Since before the dawn of time, humanity has yearned for a better way of doing things. As we evolved into the twenty-first century, we have seen the proliferation of technology, of culture, of life itself. But we have also experienced tragedy and war and pain, and we remain divided and sad. But the hope of Christmas, at least for me, is learning to believe in the basics of faith again: that God in God’s goodness loved the created order enough to engage with it.
You may be thinking we’re too far gone for that, but I implore you to consider the hope of the season of Advent and Christmas and maybe, just maybe, engage in the incarnation a little early this year.
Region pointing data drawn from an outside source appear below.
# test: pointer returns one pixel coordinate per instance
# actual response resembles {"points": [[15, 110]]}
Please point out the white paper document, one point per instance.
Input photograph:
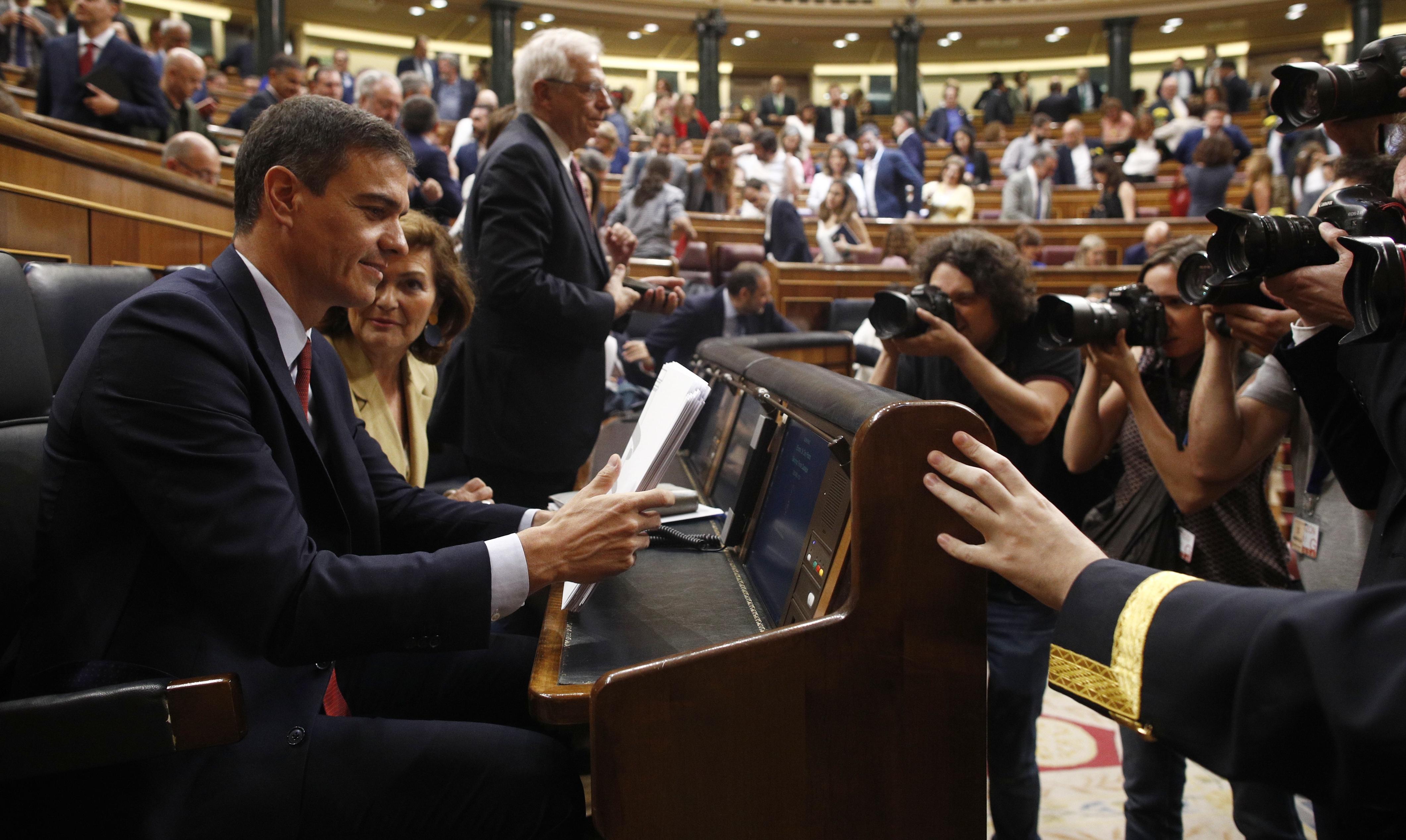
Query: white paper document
{"points": [[676, 402]]}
So go ahead. Put your tree up, decorate it, spend time with your family, and enjoy the season, because we need a little Christmas right this very minute. We need the hope of Christ coming to earth both then and there and here and now.
Isn’t it a magnificent story? The most amazing part about it for me is that it can happen again. Every time we love the other, every time we welcome the stranger or visit someone in prison, we are doing so to the Christ we worship.
Perhaps this year you can buck tradition and put up your tree early.
Perhaps this year you could give in and volunteer at the soup kitchen.
Perhaps this is the year you call your parents and try to make amends.
Perhaps this year you can get help for your mental illness.
Whatever it is, let this be the year for change and for hope. We need those two things now more than ever.